The partnership permits the university and the Society to select the materials that will be sent to Google for digitizing, and discussions to date have centered on the Society's collections of federal and state government documents as the top priority.
The Society has collected the publications of state and federal agencies for a century and a half, and its holdings include government documents dating back well beyond that, into the Colonial era. Since the late 19th century, the Society and the university have cooperated to make sure that at least one copy of every significant publication of the U.S. government came to Wisconsin for free public use by state residents. The agreement will make this wealth of information — created, collected, and preserved over 150 years with state support — freely available to all citizens.
Library-Archives Director Peter Gottlieb explained that, "Our remarkably strong holdings in documents issued by both the U.S. government and Wisconsin state agencies, added to UW's own federal government publications, was one of the factors that made us attractive to Google as a collections source." All parties expect the project to begin with hundreds of thousands of historical government documents, but agree that it could eventually include other types of materials such as the Society's enormous collections of rare pamphlets, which are not likely to be found in other participating institutions.
With more than 7 million items on their shelves, the combined library collections of UW-Madison and the Wisconsin Historical Society comprise one of the largest collections of documents and historical materials to be found in the United States. "Wisconsin is in a position to take a leading role in making the primary documents of U.S. government history freely accessible on the Internet for anyone to find and use," says UW-Madison Provost Patrick Farrell. Adds Edward Van Gemert, interim director of the UW-Madison General Library System, "Whenever possible, the university intends to make the complete content of public documents available on the Internet, including text, images and maps." The books and documents will not be harmed by the digitization process, and fragile originals can be retired from handling once a digital surrogate is available.

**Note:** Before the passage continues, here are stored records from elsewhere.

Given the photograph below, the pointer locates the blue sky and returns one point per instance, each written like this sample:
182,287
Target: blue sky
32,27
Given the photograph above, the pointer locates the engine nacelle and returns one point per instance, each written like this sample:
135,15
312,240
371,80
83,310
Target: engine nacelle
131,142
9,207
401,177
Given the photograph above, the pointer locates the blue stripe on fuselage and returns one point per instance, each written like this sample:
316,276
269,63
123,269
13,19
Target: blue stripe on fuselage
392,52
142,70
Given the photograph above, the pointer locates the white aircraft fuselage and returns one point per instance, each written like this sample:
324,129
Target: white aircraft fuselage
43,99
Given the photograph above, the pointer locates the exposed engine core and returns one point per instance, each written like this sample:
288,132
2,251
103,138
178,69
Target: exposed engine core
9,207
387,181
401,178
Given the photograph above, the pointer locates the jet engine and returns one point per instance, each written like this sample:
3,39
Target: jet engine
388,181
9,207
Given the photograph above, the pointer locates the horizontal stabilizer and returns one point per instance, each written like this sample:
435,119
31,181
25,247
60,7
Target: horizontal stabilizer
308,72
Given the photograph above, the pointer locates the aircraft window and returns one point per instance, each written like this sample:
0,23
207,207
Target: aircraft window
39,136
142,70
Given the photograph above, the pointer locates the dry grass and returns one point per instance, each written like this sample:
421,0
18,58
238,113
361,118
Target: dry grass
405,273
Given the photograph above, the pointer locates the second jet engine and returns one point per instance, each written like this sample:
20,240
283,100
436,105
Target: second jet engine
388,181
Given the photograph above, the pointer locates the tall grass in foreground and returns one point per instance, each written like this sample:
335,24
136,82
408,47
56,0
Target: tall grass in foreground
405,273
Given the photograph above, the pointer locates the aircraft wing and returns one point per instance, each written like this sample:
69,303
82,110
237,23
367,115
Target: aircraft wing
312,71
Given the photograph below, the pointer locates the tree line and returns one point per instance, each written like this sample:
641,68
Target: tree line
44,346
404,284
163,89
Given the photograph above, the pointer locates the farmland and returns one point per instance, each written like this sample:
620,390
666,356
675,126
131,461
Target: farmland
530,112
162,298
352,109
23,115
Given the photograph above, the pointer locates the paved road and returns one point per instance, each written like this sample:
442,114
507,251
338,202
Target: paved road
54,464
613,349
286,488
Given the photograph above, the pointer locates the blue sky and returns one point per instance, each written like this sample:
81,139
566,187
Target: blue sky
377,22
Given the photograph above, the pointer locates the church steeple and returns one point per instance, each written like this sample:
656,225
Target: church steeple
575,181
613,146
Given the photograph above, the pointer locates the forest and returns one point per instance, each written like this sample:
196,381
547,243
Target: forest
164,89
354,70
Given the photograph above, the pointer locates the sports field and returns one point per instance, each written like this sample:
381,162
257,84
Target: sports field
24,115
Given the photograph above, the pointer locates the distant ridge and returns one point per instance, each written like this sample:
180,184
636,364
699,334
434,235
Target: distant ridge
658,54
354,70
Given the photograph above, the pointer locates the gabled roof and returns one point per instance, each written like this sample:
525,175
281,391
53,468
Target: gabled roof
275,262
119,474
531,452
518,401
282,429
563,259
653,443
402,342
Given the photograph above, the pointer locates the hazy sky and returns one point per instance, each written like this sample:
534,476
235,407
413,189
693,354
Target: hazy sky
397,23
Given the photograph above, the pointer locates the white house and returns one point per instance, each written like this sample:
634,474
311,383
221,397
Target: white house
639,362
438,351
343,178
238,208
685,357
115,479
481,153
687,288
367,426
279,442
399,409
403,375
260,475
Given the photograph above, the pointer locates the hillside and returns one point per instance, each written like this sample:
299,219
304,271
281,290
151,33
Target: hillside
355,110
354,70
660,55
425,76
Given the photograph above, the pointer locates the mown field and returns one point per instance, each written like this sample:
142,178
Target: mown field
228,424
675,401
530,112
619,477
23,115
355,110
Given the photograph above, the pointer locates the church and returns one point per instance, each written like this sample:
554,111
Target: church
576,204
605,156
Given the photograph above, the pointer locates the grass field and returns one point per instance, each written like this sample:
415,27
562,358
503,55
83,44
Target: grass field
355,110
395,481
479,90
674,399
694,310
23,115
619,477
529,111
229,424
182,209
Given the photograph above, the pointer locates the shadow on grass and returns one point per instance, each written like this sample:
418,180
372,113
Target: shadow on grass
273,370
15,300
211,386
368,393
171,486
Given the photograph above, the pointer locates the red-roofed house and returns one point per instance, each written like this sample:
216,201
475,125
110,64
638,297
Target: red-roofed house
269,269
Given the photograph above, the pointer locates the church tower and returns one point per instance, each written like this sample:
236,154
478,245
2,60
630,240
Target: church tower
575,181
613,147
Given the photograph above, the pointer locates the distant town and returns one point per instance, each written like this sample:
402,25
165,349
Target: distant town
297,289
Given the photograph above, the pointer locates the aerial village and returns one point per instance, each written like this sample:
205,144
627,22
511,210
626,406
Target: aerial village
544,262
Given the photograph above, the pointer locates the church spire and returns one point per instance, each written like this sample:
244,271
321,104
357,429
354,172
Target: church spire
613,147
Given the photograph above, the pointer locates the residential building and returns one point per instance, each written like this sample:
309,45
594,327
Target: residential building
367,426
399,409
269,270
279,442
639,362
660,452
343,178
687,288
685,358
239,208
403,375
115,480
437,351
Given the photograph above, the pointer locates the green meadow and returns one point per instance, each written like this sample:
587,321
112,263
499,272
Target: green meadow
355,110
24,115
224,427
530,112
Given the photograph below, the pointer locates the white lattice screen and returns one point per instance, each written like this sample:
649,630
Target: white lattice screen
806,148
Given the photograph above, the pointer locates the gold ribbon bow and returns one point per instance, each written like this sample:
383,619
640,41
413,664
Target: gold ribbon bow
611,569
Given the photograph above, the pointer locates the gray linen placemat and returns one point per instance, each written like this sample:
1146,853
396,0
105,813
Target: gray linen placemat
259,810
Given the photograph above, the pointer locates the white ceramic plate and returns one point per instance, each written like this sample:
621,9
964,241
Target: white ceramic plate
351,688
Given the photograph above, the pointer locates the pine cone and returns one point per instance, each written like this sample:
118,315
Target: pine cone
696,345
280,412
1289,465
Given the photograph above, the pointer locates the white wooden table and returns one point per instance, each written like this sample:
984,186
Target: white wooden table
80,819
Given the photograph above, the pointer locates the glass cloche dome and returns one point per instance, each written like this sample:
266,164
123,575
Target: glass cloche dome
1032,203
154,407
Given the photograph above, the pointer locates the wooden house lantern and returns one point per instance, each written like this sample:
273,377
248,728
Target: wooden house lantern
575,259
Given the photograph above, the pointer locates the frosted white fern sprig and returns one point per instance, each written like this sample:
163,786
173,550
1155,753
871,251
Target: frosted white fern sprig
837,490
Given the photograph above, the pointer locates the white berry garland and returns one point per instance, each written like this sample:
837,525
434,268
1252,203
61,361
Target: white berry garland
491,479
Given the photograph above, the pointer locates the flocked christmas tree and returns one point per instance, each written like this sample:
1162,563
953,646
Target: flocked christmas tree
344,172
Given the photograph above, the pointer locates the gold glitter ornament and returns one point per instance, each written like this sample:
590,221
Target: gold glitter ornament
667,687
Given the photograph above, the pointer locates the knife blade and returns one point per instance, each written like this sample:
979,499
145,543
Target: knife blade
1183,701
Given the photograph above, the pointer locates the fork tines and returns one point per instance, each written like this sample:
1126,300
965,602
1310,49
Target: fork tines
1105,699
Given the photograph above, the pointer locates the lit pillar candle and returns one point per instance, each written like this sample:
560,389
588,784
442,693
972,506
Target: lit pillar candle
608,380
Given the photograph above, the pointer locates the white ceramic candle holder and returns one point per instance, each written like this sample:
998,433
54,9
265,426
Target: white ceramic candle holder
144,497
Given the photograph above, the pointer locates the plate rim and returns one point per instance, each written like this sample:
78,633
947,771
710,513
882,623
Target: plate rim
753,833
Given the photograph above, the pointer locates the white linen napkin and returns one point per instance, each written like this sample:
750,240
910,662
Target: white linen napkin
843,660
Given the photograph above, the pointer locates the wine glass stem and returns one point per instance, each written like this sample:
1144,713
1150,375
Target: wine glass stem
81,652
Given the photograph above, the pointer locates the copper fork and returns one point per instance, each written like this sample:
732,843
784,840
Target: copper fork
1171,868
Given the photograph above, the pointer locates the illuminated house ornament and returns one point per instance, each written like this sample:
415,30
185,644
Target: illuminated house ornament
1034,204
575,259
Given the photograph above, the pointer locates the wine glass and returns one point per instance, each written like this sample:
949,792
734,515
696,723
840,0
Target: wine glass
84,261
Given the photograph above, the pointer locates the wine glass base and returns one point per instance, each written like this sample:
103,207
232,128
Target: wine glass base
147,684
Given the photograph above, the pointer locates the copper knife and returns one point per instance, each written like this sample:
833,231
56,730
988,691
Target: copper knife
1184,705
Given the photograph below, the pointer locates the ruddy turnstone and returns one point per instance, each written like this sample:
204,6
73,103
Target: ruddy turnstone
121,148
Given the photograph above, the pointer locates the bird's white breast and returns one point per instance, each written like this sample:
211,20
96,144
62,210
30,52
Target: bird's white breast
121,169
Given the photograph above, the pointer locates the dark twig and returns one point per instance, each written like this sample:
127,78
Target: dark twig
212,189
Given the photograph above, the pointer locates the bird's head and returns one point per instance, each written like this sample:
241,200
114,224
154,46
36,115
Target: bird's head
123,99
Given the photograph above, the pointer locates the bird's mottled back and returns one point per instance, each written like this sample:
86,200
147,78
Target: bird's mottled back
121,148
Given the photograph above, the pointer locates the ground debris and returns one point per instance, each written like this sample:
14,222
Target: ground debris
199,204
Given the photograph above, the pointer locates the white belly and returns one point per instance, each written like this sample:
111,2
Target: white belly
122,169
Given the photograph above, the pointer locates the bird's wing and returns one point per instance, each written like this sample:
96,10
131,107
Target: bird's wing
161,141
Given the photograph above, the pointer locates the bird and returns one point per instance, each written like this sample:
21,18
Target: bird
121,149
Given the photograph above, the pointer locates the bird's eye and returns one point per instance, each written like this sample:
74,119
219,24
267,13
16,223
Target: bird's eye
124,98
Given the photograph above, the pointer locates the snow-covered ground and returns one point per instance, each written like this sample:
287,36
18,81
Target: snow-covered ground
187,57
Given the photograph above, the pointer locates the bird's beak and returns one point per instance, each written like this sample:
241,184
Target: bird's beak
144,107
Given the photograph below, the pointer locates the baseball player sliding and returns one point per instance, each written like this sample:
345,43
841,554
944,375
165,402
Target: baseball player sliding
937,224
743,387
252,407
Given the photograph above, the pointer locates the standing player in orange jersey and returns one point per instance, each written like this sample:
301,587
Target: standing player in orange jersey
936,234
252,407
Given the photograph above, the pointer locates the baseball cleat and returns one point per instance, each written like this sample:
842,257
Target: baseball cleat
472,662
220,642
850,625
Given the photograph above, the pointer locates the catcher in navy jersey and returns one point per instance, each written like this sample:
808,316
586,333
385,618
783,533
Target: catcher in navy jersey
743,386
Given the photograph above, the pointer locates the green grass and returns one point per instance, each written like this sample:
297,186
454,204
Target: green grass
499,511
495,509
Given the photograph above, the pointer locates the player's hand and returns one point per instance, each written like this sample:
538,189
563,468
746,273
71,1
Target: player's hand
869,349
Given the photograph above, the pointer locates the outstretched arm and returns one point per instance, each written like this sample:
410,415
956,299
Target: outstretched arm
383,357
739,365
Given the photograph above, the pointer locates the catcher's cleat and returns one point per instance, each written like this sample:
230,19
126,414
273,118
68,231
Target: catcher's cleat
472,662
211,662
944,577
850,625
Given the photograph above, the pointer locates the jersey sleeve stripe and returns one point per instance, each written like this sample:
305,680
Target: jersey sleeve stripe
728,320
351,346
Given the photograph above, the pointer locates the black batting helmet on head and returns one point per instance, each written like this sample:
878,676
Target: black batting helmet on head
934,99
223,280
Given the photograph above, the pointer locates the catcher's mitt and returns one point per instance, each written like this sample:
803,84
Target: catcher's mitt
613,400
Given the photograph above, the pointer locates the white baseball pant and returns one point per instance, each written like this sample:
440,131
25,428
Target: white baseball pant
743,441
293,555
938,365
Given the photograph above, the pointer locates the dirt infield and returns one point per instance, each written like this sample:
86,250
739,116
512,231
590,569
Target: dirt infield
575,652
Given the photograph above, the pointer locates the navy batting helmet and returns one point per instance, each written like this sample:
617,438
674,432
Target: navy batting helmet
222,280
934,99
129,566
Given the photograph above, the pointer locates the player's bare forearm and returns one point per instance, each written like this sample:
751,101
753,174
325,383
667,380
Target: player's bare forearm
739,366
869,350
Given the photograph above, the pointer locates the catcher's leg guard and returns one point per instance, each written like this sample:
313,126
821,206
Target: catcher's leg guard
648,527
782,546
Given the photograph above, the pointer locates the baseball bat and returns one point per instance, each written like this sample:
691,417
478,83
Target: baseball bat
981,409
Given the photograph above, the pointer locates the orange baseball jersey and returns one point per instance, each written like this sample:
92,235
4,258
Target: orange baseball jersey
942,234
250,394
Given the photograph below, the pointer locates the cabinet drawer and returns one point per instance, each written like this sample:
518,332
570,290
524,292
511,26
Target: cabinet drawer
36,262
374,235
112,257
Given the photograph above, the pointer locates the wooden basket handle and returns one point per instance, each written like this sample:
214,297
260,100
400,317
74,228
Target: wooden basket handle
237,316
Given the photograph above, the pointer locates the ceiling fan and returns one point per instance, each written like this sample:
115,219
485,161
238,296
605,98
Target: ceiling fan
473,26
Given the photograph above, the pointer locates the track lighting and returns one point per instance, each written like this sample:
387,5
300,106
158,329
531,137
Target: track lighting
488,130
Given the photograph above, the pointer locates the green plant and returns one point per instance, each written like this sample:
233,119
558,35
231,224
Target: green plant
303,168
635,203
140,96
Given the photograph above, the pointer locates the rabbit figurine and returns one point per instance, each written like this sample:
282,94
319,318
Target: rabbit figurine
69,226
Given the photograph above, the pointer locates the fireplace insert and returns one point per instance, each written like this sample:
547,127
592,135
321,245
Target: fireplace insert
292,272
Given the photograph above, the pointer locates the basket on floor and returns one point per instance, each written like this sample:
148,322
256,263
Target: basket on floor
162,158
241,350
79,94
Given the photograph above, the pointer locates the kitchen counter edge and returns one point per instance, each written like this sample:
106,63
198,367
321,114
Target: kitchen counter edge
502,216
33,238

"This project reflects the spirit of the Wisconsin Idea, the notion that the boundaries of the university are the boundaries of the state and beyond — by making some of our most valuable resources readily available to the public," Van Gemert says. Superintendent of Schools and UW Regent Elizabeth Burmaster says the project has great promise for the classroom. "UW-Madison's digitizing program has given special attention to state and regional collections related to history, the environment and the arts," Burmaster says. "I'm encouraged by the emphasis on expanding access to collections that are useful to Wisconsin educators and students — it makes our best libraries a resource for K-16 education."
In addition to public documents, the UW-Madison digitizing program will target other high-use collections, such as history of medicine, patents and discoveries, history of engineering, early publications of scientific societies, American and Wisconsin history, genealogical materials, Wisconsin state documents, decorative arts, visual/material culture, maps and sheet music.